Date of Award


Degree Name

Doctor of Education


Educational Leadership

First Advisor

Dr. Uldis Smidchens

Second Advisor

Dr. Robert Docking

Third Advisor

Dr. Richard Munsterman


In this study, the relationship between continuing education for the teacher and that teacher's effectiveness as measured by an achievement test and an evaluative measure completed by the teacher's students is investigated. The importance that number of hours, currentness, and subject area has upon any relationship with effectiveness, and the relationship between motivation for entry into and satisfaction with graduate/postgraduate work are also studied.

Data necessary to test these relationships were obtained from two sources: a survey of mathematics teachers in Macomb County, Michigan, and the results from two student instruments randomly administered to the classes of those teachers volunteering continued participation.

Support for the hypothesized higher degree of effectiveness for teachers recently enrolled in a continuing education program is demonstrated by the achievement test results and two of the six characteristics of the evaluative instrument: teacher subject matter orientation and the teacher's ability to motivate students. Furthermore, this last characteristic is additionally affected if the graduate study corresponds to the subject matter taught by the teacher.

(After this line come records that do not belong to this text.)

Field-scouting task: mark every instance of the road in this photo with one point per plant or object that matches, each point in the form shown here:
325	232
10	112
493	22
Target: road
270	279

There is minimal support for the hypothesis that the degree of participation in a graduate program and teacher effectiveness are not related. A similar lack of support for the relationship between the currentness of such study and that teacher's effectiveness is demonstrated. Instead, it appears that participation or lack of participation in graduate education rather than the degree, subject area, or currentness of that participation has an influential effect on teacher effectiveness.

There is support for a hypothesized relationship between motivators for entry into and satisfaction with the continuing education program: the more intrinsic the motivators the greater the degree of satisfaction. The degree of intrincity for motivators is found to have no relationship to the recentness of the graduate experience. In fact, the motivation scores are skewed extrinsically.

Limitations and remedies for these limitations are included accompanying suggestions for future studies.